Il fallait trouver un serviteur de D.ieu mûr et spirituel pour prendre la responsabilité de la vice-présidence de cette association. Après avoir prié, Haïm s’est tourné vers un pasteur que nous connaissions dans la ville que nous avions quittée tout au début de notre vie chrétienne et lorsque cette sœur a appris la chose elle nous a fait connaître dans une vive réaction sa déception de voir mon mari, du fait de l’acceptation du poste de vice-président par un pasteur connu sur la place, encouragé dans son travail spirituel alors qu’elle se heurtait depuis des années au refus des pasteurs de la ville de la reconnaître comme pasteur. C’était insupportable à vivre pour elle !.
Elle était pleine d’amertume, de colère, et nous en a voulu certainement longtemps. Nous n’aurions pas pensé que cela pouvait produire une telle réaction de jalousie de sa part et nous avons prié à l’époque pour comprendre. Le Seigneur commençait à nous instruire concernant Ses principes pour l’homme et la femme, l’identité, travaillant dans notre couple tout d’abord. Il a montré à mon mari que cette sœur était profondément frustrée par rapport à son frère qui avait un ministère béni et que, d’une manière bien inconsciente, elle avait mis en place tout un ministère construit à main « de femme ». Si l’on ne se tournait pas vers elle mais vers un homme, elle ne pouvait l’accepter car elle était dans toutes ses relations conditionnée par sa relation fondamentalement frustrée par rapport à son frère, qui faussait sa conception même du ministère. Et ces relations faussées étaient avant tout le fruit d’un manque d’amour, du manque de reconnaissance d’un père qui avait été lui aussi pasteur et qui avait accordé à son fils d’avantage d’attention qu’à sa fille…

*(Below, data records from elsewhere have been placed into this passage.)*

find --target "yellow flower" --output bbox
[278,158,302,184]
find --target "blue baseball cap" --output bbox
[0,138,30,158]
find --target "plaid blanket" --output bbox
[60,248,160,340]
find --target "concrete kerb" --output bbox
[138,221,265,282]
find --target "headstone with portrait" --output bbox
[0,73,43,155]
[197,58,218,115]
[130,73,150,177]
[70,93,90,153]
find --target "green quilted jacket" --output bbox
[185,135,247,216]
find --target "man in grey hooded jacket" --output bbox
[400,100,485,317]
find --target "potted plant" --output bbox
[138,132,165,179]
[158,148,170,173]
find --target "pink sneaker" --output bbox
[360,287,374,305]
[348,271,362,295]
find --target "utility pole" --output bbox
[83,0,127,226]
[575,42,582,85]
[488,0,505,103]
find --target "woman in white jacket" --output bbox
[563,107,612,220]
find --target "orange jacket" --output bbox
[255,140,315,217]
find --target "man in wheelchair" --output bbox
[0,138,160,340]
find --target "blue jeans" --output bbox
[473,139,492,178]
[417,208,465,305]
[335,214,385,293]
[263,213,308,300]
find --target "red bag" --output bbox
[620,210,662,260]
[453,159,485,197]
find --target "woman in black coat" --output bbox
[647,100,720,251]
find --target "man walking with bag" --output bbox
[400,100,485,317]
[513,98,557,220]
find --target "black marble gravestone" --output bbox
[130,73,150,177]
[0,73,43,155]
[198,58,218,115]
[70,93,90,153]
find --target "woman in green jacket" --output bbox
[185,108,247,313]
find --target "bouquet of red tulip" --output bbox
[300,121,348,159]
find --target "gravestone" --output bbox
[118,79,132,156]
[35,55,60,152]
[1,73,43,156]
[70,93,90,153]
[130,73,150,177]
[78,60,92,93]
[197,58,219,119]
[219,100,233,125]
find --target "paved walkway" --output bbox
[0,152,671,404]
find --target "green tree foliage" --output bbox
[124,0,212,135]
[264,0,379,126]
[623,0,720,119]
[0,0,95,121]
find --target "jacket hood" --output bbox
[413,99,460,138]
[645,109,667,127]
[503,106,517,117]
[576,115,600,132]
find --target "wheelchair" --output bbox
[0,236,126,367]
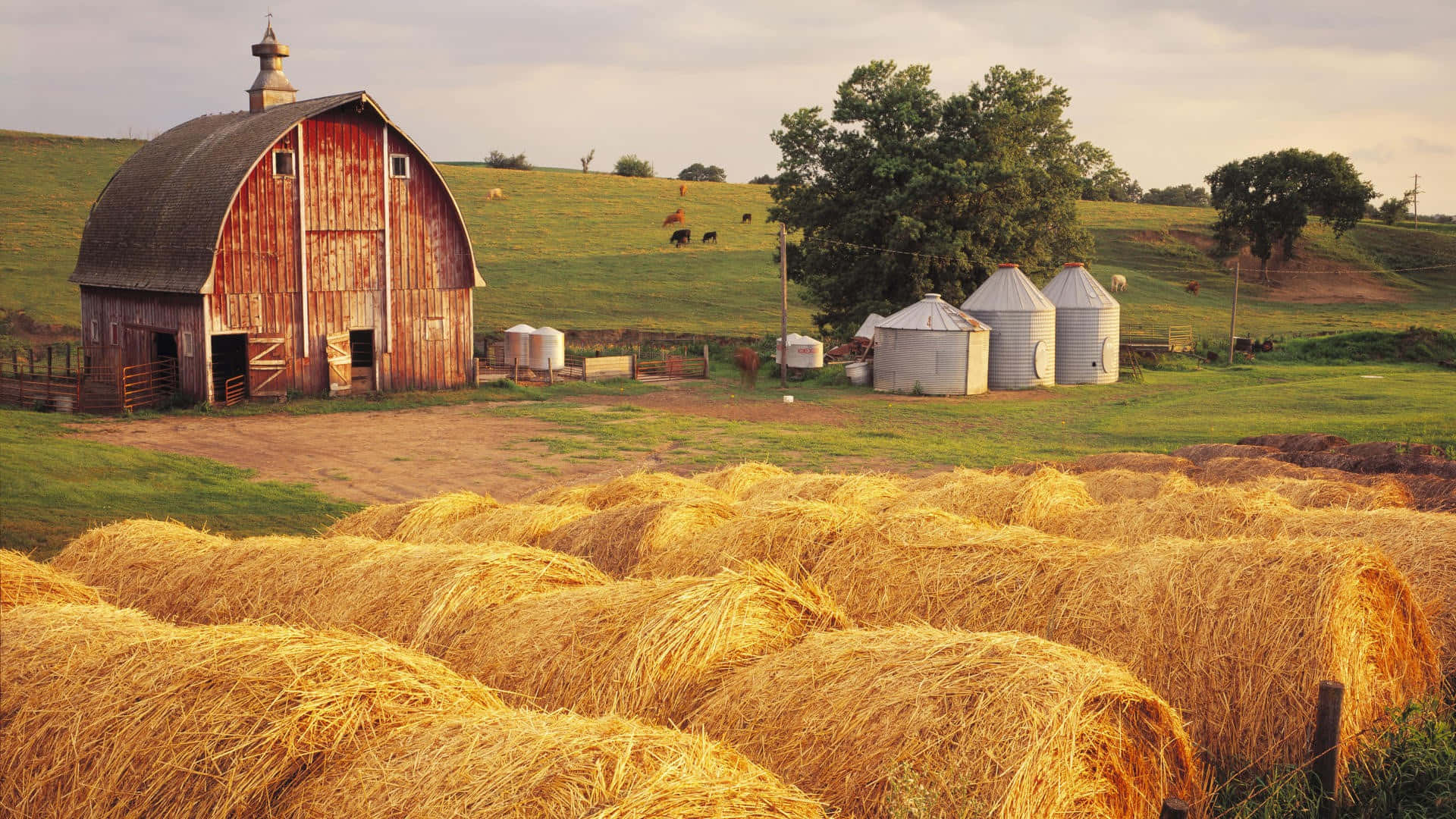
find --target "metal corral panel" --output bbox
[875,325,990,395]
[961,265,1057,389]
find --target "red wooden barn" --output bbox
[71,25,483,400]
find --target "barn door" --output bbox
[247,335,288,398]
[323,329,354,395]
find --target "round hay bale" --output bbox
[0,548,100,610]
[441,503,592,547]
[815,524,1437,767]
[742,472,905,510]
[0,604,502,817]
[1172,443,1282,466]
[633,500,874,577]
[440,566,849,723]
[693,460,788,500]
[389,493,500,544]
[690,625,1204,819]
[540,497,738,577]
[273,710,824,819]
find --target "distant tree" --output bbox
[1206,149,1379,281]
[613,153,657,177]
[1143,185,1209,207]
[485,150,532,171]
[769,61,1092,335]
[677,162,728,182]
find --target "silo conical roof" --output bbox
[875,293,996,332]
[1041,264,1119,310]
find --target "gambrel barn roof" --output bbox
[70,90,475,293]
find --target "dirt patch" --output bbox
[73,403,651,503]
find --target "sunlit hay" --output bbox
[815,524,1437,767]
[0,548,100,610]
[282,708,824,819]
[742,472,907,510]
[440,503,592,547]
[1172,443,1282,466]
[1065,452,1198,475]
[389,493,500,544]
[540,497,738,577]
[690,625,1204,819]
[0,604,502,819]
[440,566,849,723]
[693,460,789,500]
[633,500,875,577]
[894,466,1097,526]
[323,500,424,541]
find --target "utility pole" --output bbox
[779,221,789,389]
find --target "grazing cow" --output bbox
[733,347,758,389]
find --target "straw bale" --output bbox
[690,625,1204,819]
[1172,443,1282,466]
[440,503,592,547]
[1239,433,1350,452]
[633,500,874,577]
[440,566,849,721]
[389,491,500,544]
[693,460,789,500]
[742,472,907,510]
[0,548,100,610]
[276,710,824,819]
[540,495,738,577]
[57,523,609,644]
[1065,452,1198,475]
[815,521,1437,765]
[0,604,502,819]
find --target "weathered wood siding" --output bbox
[209,103,475,394]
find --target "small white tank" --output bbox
[505,324,536,367]
[529,326,566,370]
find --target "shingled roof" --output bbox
[71,90,369,293]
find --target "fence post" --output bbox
[1310,679,1345,819]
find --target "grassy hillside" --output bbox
[0,131,1456,340]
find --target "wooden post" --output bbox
[1157,795,1188,819]
[1310,679,1345,819]
[1228,262,1239,366]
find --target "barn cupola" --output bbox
[247,20,299,114]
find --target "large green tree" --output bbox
[1206,149,1379,281]
[769,61,1092,332]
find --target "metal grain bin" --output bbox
[505,324,536,367]
[1041,262,1122,383]
[875,293,992,395]
[529,326,566,370]
[961,264,1057,389]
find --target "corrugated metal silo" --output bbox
[875,293,992,395]
[1041,262,1122,383]
[961,264,1057,389]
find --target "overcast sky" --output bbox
[0,0,1456,213]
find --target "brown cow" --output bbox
[733,347,758,389]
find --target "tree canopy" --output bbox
[1206,149,1379,281]
[769,61,1092,331]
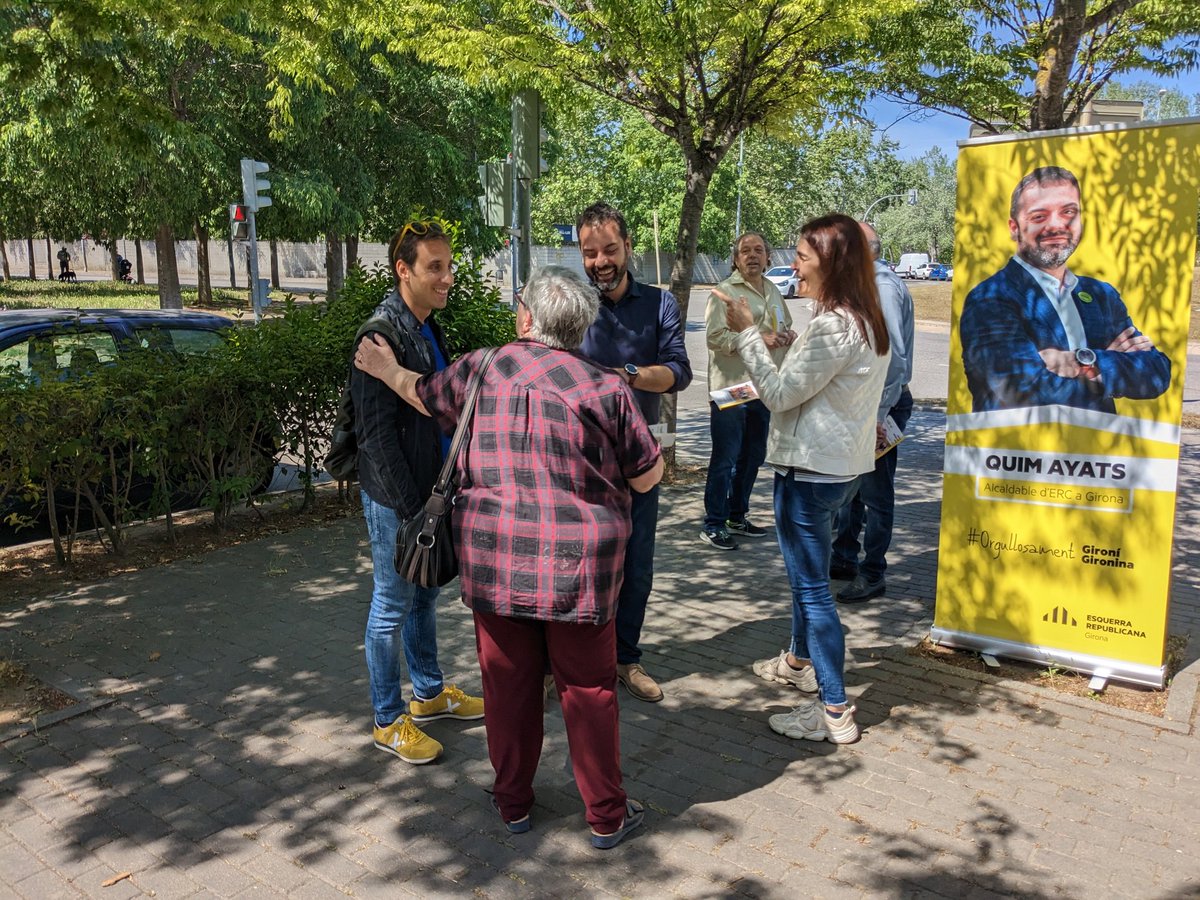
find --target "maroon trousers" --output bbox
[475,612,625,834]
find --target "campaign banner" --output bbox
[932,119,1200,688]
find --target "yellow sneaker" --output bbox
[408,684,484,722]
[374,715,442,766]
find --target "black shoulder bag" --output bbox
[395,347,498,588]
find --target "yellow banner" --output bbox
[934,121,1200,684]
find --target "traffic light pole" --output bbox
[246,210,263,325]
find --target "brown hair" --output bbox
[800,212,890,356]
[388,221,450,282]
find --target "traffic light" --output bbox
[241,160,271,212]
[229,203,250,241]
[479,160,512,227]
[512,88,547,181]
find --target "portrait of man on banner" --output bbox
[959,166,1171,413]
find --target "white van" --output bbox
[895,253,929,278]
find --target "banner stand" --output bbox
[929,625,1166,690]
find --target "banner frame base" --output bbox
[929,625,1166,690]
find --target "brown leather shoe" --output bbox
[617,662,662,703]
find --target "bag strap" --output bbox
[433,347,500,494]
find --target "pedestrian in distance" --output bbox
[700,232,796,550]
[720,214,890,744]
[829,222,916,604]
[355,266,662,850]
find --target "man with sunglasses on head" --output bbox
[350,222,484,766]
[577,203,691,703]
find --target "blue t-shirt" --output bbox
[421,319,450,460]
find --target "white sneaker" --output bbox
[750,650,817,694]
[768,700,862,744]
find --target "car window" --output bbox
[0,330,116,380]
[133,328,222,356]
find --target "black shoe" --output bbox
[725,518,767,538]
[838,575,888,604]
[829,563,858,581]
[700,529,738,550]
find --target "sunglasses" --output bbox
[396,222,433,244]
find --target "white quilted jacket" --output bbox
[737,311,888,475]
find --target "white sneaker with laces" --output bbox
[768,700,862,744]
[750,649,817,694]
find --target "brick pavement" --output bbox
[0,408,1200,900]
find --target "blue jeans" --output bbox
[361,491,443,725]
[775,474,854,706]
[617,485,659,666]
[704,400,770,532]
[833,390,912,581]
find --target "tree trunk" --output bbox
[192,221,212,306]
[325,232,346,300]
[1030,0,1087,131]
[156,222,184,310]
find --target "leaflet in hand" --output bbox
[875,415,904,460]
[708,382,758,409]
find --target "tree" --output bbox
[872,146,958,262]
[874,0,1200,132]
[381,0,905,312]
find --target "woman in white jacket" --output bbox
[721,215,889,744]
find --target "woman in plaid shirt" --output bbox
[355,266,662,850]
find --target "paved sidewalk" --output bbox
[0,408,1200,900]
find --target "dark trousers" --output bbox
[704,400,770,532]
[475,612,625,834]
[833,390,912,581]
[617,485,659,665]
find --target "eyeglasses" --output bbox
[396,222,433,244]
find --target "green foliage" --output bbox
[871,0,1200,131]
[0,222,514,560]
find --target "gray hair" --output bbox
[521,265,600,350]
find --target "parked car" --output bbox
[895,253,929,278]
[763,265,797,298]
[0,310,230,379]
[0,308,276,544]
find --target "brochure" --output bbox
[875,415,905,460]
[708,382,758,409]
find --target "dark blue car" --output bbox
[0,310,232,379]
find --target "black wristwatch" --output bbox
[1075,347,1096,377]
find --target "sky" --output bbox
[866,72,1200,160]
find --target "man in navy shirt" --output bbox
[577,203,691,703]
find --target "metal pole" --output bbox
[733,133,746,240]
[654,210,662,287]
[246,210,263,325]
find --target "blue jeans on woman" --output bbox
[775,474,856,706]
[361,491,443,725]
[704,400,770,532]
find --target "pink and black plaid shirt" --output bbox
[416,340,660,624]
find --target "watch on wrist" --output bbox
[1075,347,1096,377]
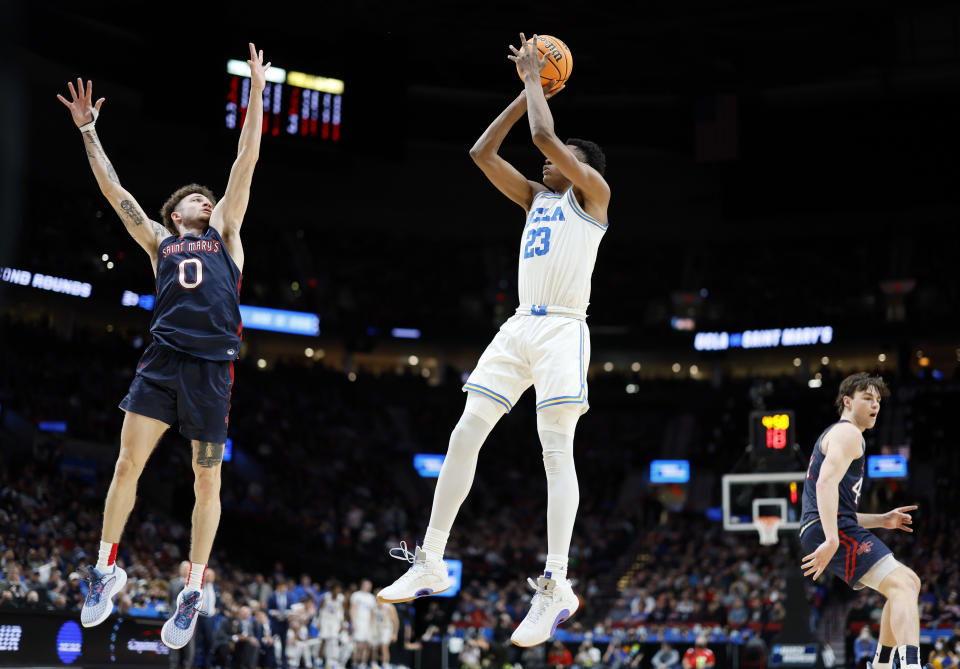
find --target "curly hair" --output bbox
[834,372,890,415]
[160,184,217,235]
[567,137,607,176]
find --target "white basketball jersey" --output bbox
[350,590,377,623]
[517,186,607,312]
[373,602,391,629]
[320,592,343,621]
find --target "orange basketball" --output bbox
[517,35,573,90]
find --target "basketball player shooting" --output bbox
[800,372,929,669]
[57,44,270,648]
[379,34,610,646]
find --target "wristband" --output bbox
[80,108,100,132]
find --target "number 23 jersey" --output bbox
[517,186,607,312]
[150,226,243,360]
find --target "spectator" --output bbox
[232,604,258,669]
[547,641,573,669]
[574,638,601,669]
[853,625,877,666]
[683,634,717,669]
[652,641,680,669]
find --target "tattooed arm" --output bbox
[57,79,171,268]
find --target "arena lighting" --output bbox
[693,325,833,351]
[650,460,690,483]
[867,455,907,479]
[390,328,420,339]
[240,304,320,337]
[37,420,67,434]
[0,267,93,297]
[284,70,343,95]
[120,290,157,311]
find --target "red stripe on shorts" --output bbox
[837,530,860,585]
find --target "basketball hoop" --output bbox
[753,516,781,546]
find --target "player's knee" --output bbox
[885,565,920,601]
[193,467,220,499]
[906,567,922,597]
[537,404,580,437]
[113,448,143,482]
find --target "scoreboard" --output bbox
[750,409,797,472]
[224,60,343,142]
[750,410,796,453]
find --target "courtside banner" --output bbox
[0,608,170,668]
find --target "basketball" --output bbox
[517,35,573,90]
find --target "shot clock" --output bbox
[224,60,343,142]
[750,409,797,471]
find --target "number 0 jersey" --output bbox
[517,186,607,313]
[150,226,243,360]
[800,420,867,525]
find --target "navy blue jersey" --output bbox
[800,420,867,525]
[150,226,242,360]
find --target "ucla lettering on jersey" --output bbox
[517,186,607,312]
[800,420,867,525]
[150,226,243,360]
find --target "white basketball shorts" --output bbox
[353,618,373,643]
[463,314,590,414]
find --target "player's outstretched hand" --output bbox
[57,77,106,128]
[507,33,547,81]
[543,79,567,100]
[247,42,270,91]
[800,539,840,581]
[880,504,917,532]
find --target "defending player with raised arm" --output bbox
[379,34,610,646]
[57,44,270,648]
[799,372,920,669]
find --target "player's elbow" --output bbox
[470,142,490,165]
[530,123,555,149]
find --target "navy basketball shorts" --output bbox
[800,517,900,590]
[120,342,233,444]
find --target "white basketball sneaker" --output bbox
[160,589,203,648]
[80,565,127,627]
[510,572,580,648]
[377,541,453,604]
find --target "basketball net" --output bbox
[753,516,780,546]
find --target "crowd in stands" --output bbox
[0,322,960,667]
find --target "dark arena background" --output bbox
[0,0,960,669]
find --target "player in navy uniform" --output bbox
[57,44,270,648]
[800,372,920,669]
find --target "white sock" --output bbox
[543,554,567,582]
[873,644,896,669]
[97,541,117,572]
[897,646,920,669]
[537,404,580,573]
[424,404,496,536]
[423,527,450,559]
[184,562,207,590]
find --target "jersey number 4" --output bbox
[523,228,550,258]
[853,476,863,504]
[177,258,203,289]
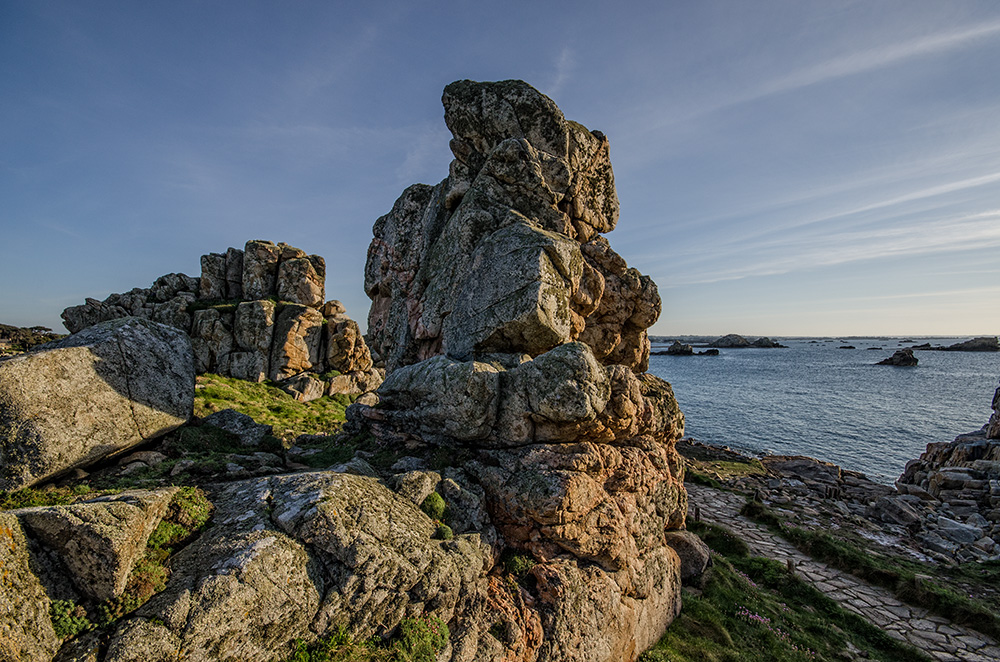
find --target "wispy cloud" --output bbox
[546,46,576,99]
[756,21,1000,101]
[656,210,1000,287]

S’il y a une leçon à tirer de cette histoire, c’est bien celle-ci : il importe, avant de rentrer dans un appel, quel qu’il soit, d’avoir fait le point concernant notre identité, nos relations aux autres, et de savoir si nos motivations sont véritablement fondées sur la volonté de D.ieu. La jalousie, la convoitise, l’autorité humaine,… sont des œuvres de la chair et il nous revient en tant que croyantes de nous laisser interpeller en profondeur puis transformer par D.ieu dans ces domaines si importants, avant de répondre à Son appel. Peut-être, après avoir laissé D.ieu faire ce travail de nettoyage dans nos cœurs, découvrirons-nous que nous avons tout simplement construit nous-mêmes un « ministère » fantôme, afin de combler un manque quelque part… Une fois comblées par l’amour du Seigneur, une fois toutes choses à leur place, nous n’éprouverons plus le besoin de prendre la place qui ne nous revient pas, et nous prendrons celle qui nous est réservée de toute éternité par notre Père céleste.